Scaling images takes up the majority of the time spent during an album build. (The loading of large images is another time eater).
Modern computers usually have very powerful graphics processors (GPUs). Instead of letting your main CPU do the job of scaling images, let the GPU do it! Here's how: Open jAlbum settings, then go to the Images panel >> Advanced. This reveals a couple of more settings. Now tick the "Attempt to use hardware accelerated scaling" checkbox.
To test if there is a difference, click the small arrow of the "Make album" button and click the "Force Remake" menu item in the popup menu that shows. This forces jAlbum to rescale all images. jAlbum normally tries to avoid rescaling already processed images, but in this case you want to force it to rescale them so you can compare speed.
jAlbum will measure the speed of album builds and print timing data to its System console window (Tools->System console). You can keep this window open for convenience. On my MacBook Pro I gain a 100% performance improvement using hardware accelerated scaling so I always keep it checked. How much you gain naturally depends on your GPU and on scaling method used. The speed gain is more noticeable when using the "Smooth" than the "Medium" scaling method but that's just because "Smooth" is also the slowest of the scaling methods.

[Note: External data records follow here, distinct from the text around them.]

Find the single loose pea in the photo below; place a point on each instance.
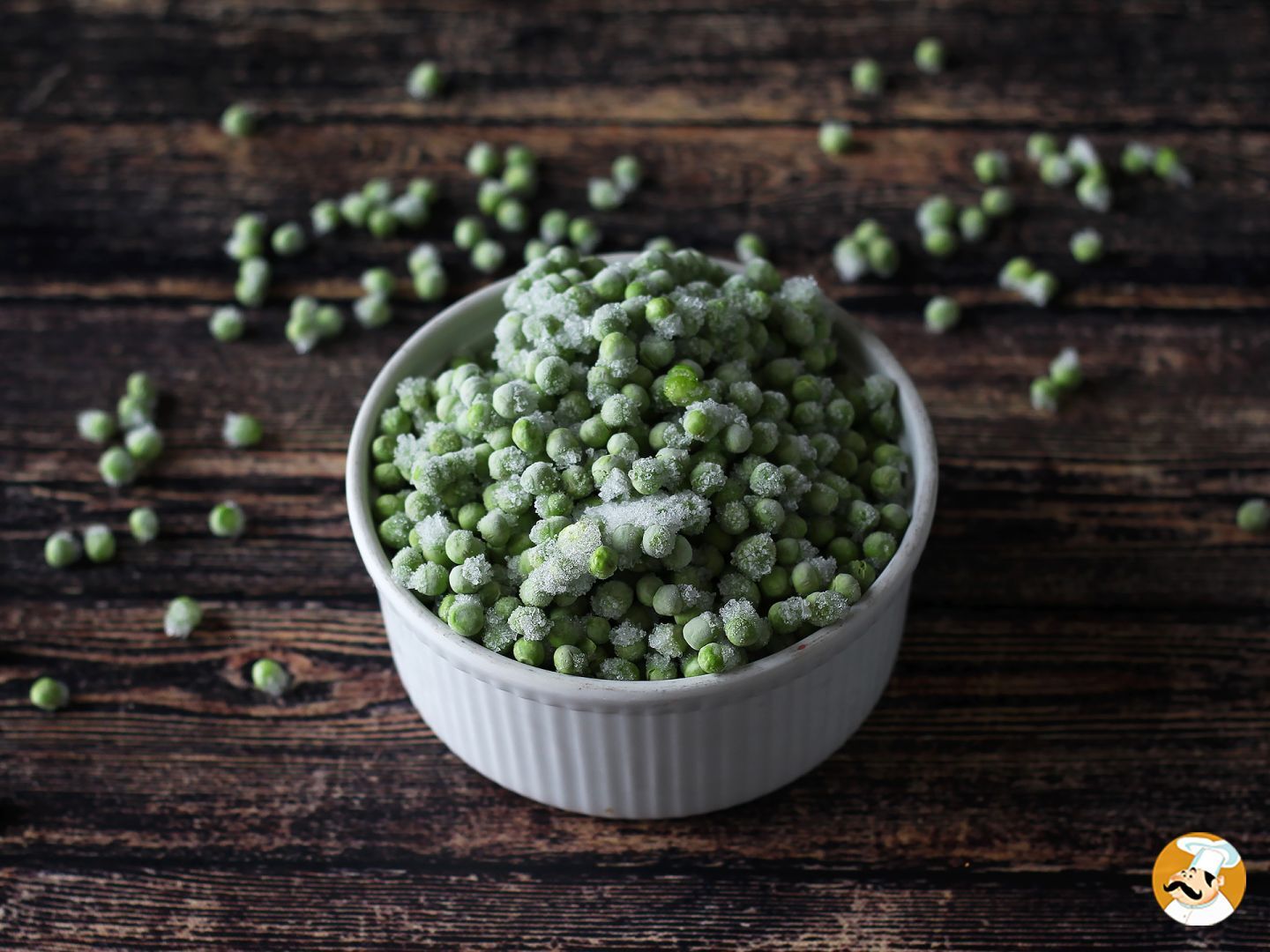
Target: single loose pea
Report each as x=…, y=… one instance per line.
x=49, y=695
x=227, y=519
x=183, y=616
x=834, y=138
x=1252, y=516
x=63, y=550
x=512, y=215
x=242, y=430
x=424, y=81
x=324, y=217
x=940, y=242
x=144, y=524
x=270, y=677
x=239, y=121
x=626, y=172
x=937, y=212
x=144, y=443
x=117, y=467
x=997, y=202
x=866, y=78
x=929, y=55
x=990, y=167
x=95, y=426
x=603, y=196
x=1086, y=247
x=469, y=231
x=100, y=544
x=372, y=311
x=227, y=324
x=941, y=314
x=288, y=240
x=488, y=256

You should now compare the quality of the scaled images with and without hardware accelerated graphics. The reason this feature isn't checked by default is because some (older) graphics cards don't produce very good results. Most modern graphics cards do a great job so I assume you wish this to be a default setting. To make jAlbum remember this setting for future album projects, use File->Save as default.

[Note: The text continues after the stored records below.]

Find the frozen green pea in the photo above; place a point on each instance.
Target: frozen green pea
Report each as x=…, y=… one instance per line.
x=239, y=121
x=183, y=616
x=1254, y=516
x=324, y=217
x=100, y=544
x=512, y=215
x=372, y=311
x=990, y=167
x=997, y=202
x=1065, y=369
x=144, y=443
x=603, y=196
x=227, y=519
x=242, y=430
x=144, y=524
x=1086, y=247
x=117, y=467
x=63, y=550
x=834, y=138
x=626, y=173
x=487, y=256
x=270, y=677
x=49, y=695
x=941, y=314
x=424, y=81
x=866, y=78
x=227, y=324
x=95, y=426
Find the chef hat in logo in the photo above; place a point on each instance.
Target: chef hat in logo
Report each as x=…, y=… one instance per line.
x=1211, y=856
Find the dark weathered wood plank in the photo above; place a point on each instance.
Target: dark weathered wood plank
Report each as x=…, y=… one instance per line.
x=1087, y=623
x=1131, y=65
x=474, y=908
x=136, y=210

jAlbum has three image scaling methods: Fast, Medium and Smooth in the "Images" settings panel. The Fast option is using a primitive algorithm called "nearest neighbor interpolation". It was previously by far the fastest, but produces rather jagged results with no siginficant speed gain today so don't use it.
"Smooth" is the slowest of the scaling alternatives, but guaranteed to be the most careful of them. It currently uses an "area averaging" algorithm if you don't use hardware accelerated scaling, and a "bilinear interpolation" algorithm if you use hardware accelerated scaling. To improve the performance of this scaling method jAlbum does the scaling in multiple steps, scaling to 50% of the previous size until the image is less than twice the requested size. Then it is finally scaled to the final size. Note, this "scaling in steps" is only done with hardware accelerated scaling" checked.

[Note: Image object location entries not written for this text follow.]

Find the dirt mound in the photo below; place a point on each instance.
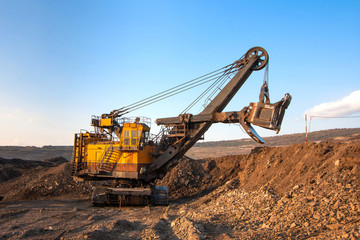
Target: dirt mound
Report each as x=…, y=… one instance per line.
x=275, y=168
x=12, y=168
x=44, y=183
x=301, y=191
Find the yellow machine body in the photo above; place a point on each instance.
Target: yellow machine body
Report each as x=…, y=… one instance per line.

"Medium" is the scaling alternative I recommend. It tries to strike a good balance between performance and quality. It was the first of the settings to use the "scaling in multiple steps" technique that you now also find in the "Smooth" alternative. The only thing that differ between "Medium" and "Smooth" today (if you use hardware accelerated graphics) is how images are loaded. As I said in the introduction, loading images is also time consuming and also takes up a lot of RAM memory. The "Medium" scaled addresses this by only loading every second or third pixel from the original image. This only happens if the original image is significantly larger than the resulting image. With "Medium" you therefore get the most noticeable performance gains for really large original images (12 megapixel and up). Skipping every second pixel may sound like a drastic move, but most images aren't that sharp that it matters and most don't carry such high contrasted frequencies either (like the tiles on a roof top). Experiment if you're uncertain. For my needs, I stick with "Medium".
If you press CTRL + , (control and comma) you will see jAlbum's preferences window. Here there is a setting called "Number of threads". It determines how many images and slide pages will be processed simultaneously. If you have several CPUs or CPU kernels, jAlbum senses this and allows you to determine how many of these to use during album builds. Why not use all? Well, scaling two images simultaneously takes up twice as much RAM as scaling one at time, and so forth.
If you have really large albums consisting of several sub folders (subdirectories), then you may find that the sheer work of re-processing album pages is time consuming. If you only made a change to a subfolder of such a large album, then ticking "Process only updated subdirectories" under Advanced album settings can have a HUGE impact on the album build time.
With this option set, jAlbum compares file dates between the image directory tree and the album tree, and only processes subdirectories in the image directory tree having a more recent "last modified date" than in the album tree.
Note: As this option makes jAlbum skip some page processing, it can lead to confusing results when you for instance switch skin, so don't keep this setting on by default and only use it for large album projects, that do not have database files like .json, where you gain a real speed benefit.